Sen-no-Rikyu (1522-1591)

Sen-no-RikyuPortrait of Sen-no-Rikyu (from the collection of the Sakai City Museum)

Trip to the world of wabi with Sen-no-Rikyu

During the 16th century the feudal lords throughout Japan were continually fighting for power, while the wealthy merchants in Sakai supported the peace and prosperity of the city by amassing a huge amount of wealth through foreign trade and other activities.
These merchants also supported the advanced cultures of Japan at the time including sado - tea ceremony. Sen-no-Rikyu is the most famous master of sado who raised the tea ceremony to an art form called wabi cha - a simple and austere type of tea ceremony - which is still widely practiced today. Rikyu was one of the wealthy Sakai merchants. The financial power of the merchants was so formidable that Sakai remained an self-governing city and even the rulers of the country did not dare to challenge them. While the Sakai merchants at that time were famous for their extravagance in buildings, wabi-cha was sometimes practiced in a very small two-tatami-mat (3.3 square meters) room.
They lived surrounded by fusuma sliding doors and byobu folding screens decorated with gold-leafed pictures. But they enjoyed tea in an extremely simple and plain room, eliminating everything that looked unnecessary in spite of all the luxuries available to them. When there was nothing else to eliminate, it created a certain tense atmosphere which they felt was the ultimate luxury and the most creative form of art.
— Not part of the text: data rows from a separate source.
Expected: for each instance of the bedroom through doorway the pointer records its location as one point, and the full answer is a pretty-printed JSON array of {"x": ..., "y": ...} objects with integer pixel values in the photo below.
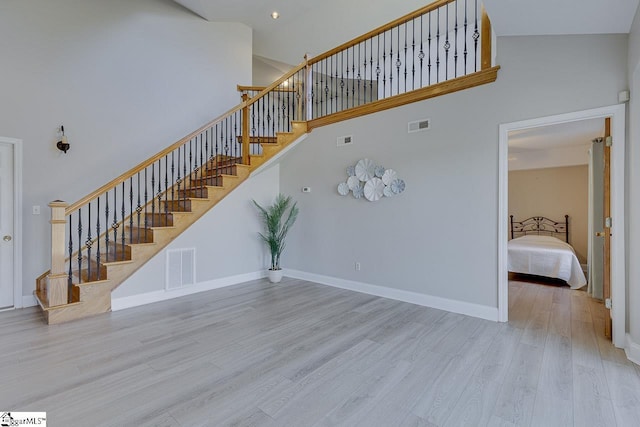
[
  {"x": 549, "y": 173},
  {"x": 551, "y": 204}
]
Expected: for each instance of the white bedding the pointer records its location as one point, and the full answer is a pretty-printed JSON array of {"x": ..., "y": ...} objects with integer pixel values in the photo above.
[{"x": 545, "y": 256}]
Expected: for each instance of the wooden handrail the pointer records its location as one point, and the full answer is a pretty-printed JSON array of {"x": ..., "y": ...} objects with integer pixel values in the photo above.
[
  {"x": 108, "y": 186},
  {"x": 485, "y": 38},
  {"x": 261, "y": 88},
  {"x": 306, "y": 63},
  {"x": 408, "y": 17},
  {"x": 278, "y": 82}
]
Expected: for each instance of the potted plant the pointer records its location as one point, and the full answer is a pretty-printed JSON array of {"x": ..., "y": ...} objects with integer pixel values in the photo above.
[{"x": 277, "y": 220}]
There is one anecdote about Rikyu and his wabi-cha . When TOYOTOMI Hideyoshi, the supreme ruler at that time, visited Rikyu, it is said that Rikyu clipped and threw away all the rare morning glory flowers he had except one, and used it as decoration to welcome and entertain Hideyoshi.
However the tense atmosphere created by the tea ceremony turned into a more serious tension as relations between the two men became strained. Eventually Hideyoshi ordered Rikyu to commit seppuku (disembowelment), a death penalty.